Real world casinos have it a bit easier as they just need to look for communication between the team. They’ll also have scanners and jammers for electronic communication. They may also use stats.

In addition I’d suspect that online casinos look at IP Addresses and network routes for all players at a table to try to tell if they’re physically close. There are ways round that too.

SD

I don’t think detection regarding shared card information is that big a deal. If, say, two people sit at a table together and share their card information (trivially easy to do online), they do have an advantage, but that itself is not a threat. Where it becomes a problem is when they share that information and when one has a good hand, they work together to jam the pot, raising each other constantly and getting those who are still in the hand to pay along (they can fold, but they don’t necessarily expect the pots to be raised like that and keep paying). Then, after the river card is flipped and they both reraise each other, one of them ‘suddenly folds’. THIS kind of cheating is generally tracked by the more reputable sites (Party, Stars, etc), and if a player reports this kind of behavior, the management will look into it and can ban the cheaters, confiscating their accounts (whether or not those who reported the cheating get reimbursed is tricky; sometimes yes, sometimes no).
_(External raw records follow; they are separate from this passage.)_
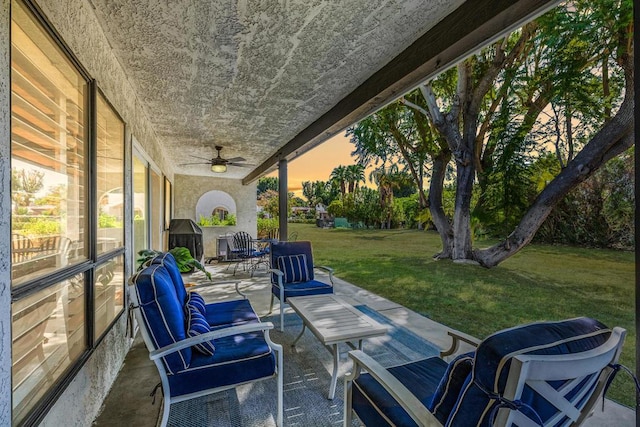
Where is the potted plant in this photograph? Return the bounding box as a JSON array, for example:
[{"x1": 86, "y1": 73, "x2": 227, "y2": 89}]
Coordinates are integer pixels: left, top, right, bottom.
[{"x1": 137, "y1": 246, "x2": 212, "y2": 280}]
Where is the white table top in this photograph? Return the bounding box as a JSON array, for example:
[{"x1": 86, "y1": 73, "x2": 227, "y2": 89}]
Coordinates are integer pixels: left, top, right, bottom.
[{"x1": 287, "y1": 294, "x2": 388, "y2": 345}]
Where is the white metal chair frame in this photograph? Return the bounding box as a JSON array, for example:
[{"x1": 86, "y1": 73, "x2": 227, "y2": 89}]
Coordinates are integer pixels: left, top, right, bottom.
[
  {"x1": 344, "y1": 327, "x2": 626, "y2": 427},
  {"x1": 129, "y1": 283, "x2": 283, "y2": 427}
]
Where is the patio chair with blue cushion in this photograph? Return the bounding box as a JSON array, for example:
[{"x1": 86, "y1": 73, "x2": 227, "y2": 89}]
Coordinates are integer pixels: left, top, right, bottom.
[
  {"x1": 129, "y1": 253, "x2": 283, "y2": 426},
  {"x1": 344, "y1": 318, "x2": 626, "y2": 427},
  {"x1": 269, "y1": 241, "x2": 333, "y2": 331}
]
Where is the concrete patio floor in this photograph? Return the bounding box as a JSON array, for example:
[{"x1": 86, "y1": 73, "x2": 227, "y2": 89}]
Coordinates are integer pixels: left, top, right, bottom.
[{"x1": 94, "y1": 263, "x2": 636, "y2": 427}]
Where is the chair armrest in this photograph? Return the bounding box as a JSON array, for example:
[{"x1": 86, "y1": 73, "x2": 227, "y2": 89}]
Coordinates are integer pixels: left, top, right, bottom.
[
  {"x1": 185, "y1": 280, "x2": 247, "y2": 299},
  {"x1": 267, "y1": 268, "x2": 284, "y2": 277},
  {"x1": 313, "y1": 265, "x2": 333, "y2": 285},
  {"x1": 440, "y1": 331, "x2": 482, "y2": 358},
  {"x1": 345, "y1": 350, "x2": 442, "y2": 427},
  {"x1": 149, "y1": 322, "x2": 273, "y2": 360}
]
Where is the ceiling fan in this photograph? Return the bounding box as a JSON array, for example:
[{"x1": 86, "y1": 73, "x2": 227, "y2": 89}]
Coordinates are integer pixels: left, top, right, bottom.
[{"x1": 180, "y1": 145, "x2": 252, "y2": 173}]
Regarding bots, people are supposedly working on them and I am of the belief that if a bot could be created such that in not only made the right plays based on position, the cards they have (of course), AND the statistics/behaviors of the other players at the table, there would be a potential for a problem. What little I’ve heard of bots at this point, however, is that they are being designed with just the first two factors in mind. I think that unless the bot is designed to play as a solid rock, it will end up as a losing player as one of the important skills in poker is knowing who at your table is loose, who is weak, who is aggressive, etc. and adjusting your play accordingly. Right now, we human players can do this by taking physical or mental notes (for those players you are playing with at the moment) or via tracking software (Poker Tracker keeps a history and stats of every player I have ever played since I started using it). Based on this, I know who I can try to raise against to induce a fold versus who I need to have a solid hand with. The bots that are in design now (I do not really think there are any bots in use at this point in time, but if they are, they are losing money), from what little I’ve read, are not taking this into account.

If that hurdle is overcome, bots may become a serious issue, but the online casinos have way too much financial incentive to not allow them to succeed. This can be done via having management pose random questions to players after they have been on a certain amount of time, and if they don’t respond, kick them off (if it happens repeatedly, perhaps banning their account and confiscating their moneys).
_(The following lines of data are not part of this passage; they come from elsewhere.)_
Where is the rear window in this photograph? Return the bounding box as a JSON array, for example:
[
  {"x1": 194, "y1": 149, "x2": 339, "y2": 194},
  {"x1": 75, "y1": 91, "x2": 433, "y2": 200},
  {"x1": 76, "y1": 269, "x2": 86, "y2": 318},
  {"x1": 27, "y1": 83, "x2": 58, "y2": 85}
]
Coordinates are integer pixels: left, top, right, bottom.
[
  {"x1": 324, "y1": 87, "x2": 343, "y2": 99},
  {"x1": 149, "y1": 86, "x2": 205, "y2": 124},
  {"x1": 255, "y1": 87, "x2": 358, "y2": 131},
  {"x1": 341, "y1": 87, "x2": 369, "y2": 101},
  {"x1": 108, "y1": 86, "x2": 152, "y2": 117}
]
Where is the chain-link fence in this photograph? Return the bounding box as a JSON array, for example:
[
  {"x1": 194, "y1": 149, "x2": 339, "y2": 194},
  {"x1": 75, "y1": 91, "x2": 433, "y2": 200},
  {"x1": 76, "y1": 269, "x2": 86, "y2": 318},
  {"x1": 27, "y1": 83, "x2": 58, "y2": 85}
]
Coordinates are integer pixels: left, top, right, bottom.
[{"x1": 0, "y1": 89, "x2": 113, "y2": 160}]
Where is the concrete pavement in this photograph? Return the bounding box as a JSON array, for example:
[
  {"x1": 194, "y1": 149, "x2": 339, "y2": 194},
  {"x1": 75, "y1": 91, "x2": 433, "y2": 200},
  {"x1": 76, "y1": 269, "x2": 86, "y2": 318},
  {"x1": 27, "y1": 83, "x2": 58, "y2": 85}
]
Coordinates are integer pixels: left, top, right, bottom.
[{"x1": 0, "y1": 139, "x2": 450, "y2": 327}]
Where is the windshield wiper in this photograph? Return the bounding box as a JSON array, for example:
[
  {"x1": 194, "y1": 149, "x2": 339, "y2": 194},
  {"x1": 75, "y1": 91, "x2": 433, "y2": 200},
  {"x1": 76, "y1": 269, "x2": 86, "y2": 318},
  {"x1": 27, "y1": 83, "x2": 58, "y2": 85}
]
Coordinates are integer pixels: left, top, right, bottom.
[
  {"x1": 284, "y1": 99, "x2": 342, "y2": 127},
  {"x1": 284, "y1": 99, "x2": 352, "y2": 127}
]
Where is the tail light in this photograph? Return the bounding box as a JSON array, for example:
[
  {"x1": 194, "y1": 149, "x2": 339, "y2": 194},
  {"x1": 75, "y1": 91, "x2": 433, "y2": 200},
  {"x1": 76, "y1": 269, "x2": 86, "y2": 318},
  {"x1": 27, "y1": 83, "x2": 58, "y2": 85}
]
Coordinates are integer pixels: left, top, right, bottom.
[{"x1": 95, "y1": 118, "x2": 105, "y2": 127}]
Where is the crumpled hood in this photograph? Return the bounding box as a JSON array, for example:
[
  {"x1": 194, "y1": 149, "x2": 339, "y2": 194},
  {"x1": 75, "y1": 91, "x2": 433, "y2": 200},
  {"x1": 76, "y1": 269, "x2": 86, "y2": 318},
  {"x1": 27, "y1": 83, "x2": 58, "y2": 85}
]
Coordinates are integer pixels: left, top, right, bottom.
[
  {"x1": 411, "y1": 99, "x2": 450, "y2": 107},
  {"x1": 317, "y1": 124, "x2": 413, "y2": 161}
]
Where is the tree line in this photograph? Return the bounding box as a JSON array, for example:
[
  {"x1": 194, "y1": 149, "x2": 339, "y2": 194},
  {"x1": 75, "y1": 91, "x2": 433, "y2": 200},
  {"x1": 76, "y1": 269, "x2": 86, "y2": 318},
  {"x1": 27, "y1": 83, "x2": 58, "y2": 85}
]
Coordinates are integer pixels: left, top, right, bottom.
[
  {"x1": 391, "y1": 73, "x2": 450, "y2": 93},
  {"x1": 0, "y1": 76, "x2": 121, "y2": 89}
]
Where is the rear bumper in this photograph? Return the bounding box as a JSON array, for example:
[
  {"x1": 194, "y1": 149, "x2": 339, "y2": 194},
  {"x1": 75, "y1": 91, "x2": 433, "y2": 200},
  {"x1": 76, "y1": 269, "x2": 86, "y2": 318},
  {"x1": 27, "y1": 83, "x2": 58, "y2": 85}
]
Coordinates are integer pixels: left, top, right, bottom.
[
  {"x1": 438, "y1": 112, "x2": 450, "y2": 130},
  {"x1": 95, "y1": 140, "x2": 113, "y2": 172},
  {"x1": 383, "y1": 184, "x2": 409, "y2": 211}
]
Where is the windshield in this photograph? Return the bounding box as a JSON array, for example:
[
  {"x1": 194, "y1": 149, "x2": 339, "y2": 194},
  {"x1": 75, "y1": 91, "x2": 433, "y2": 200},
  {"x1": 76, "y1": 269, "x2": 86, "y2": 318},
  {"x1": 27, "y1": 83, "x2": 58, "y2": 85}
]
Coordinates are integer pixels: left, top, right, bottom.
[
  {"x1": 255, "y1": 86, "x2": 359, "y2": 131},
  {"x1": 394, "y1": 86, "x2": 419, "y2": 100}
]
I am by no means an expert on this so take it with a grain of salt; I’m just a guy who’s been playing/reading/learning for the past year. Perhaps Senorbeef will have something more to add.

I don’t see bots as cheating though casinos do. They’ll seize your account if they catch you using a bot. I think bots would make money because of tight aggressive play, not because of superior computing power. Collusion is another thing entirely. That’s outright cheating and illegal. You don’t need to be an MIT type to create either a bot or collude.

There is lots of work making good computer poker players, it’s an interesting problem from the Artificial Intelligence side of it. One of the universities has a poker bot play-off thing going.

Also there are poker bots out there playing now. I know of one person who wrote and ran a poker bot. It did some reacting to other players but mostly played the odds, if I recall the playing engine was based on some code from one of the university projects I mentioned. It won on smaller stake tables and tended to get stomped by higher stake tables. This is presumably because they had better players who worked out it’s reasonably predictable stratagy and took advantage. No idea if he’s still working on it or using it.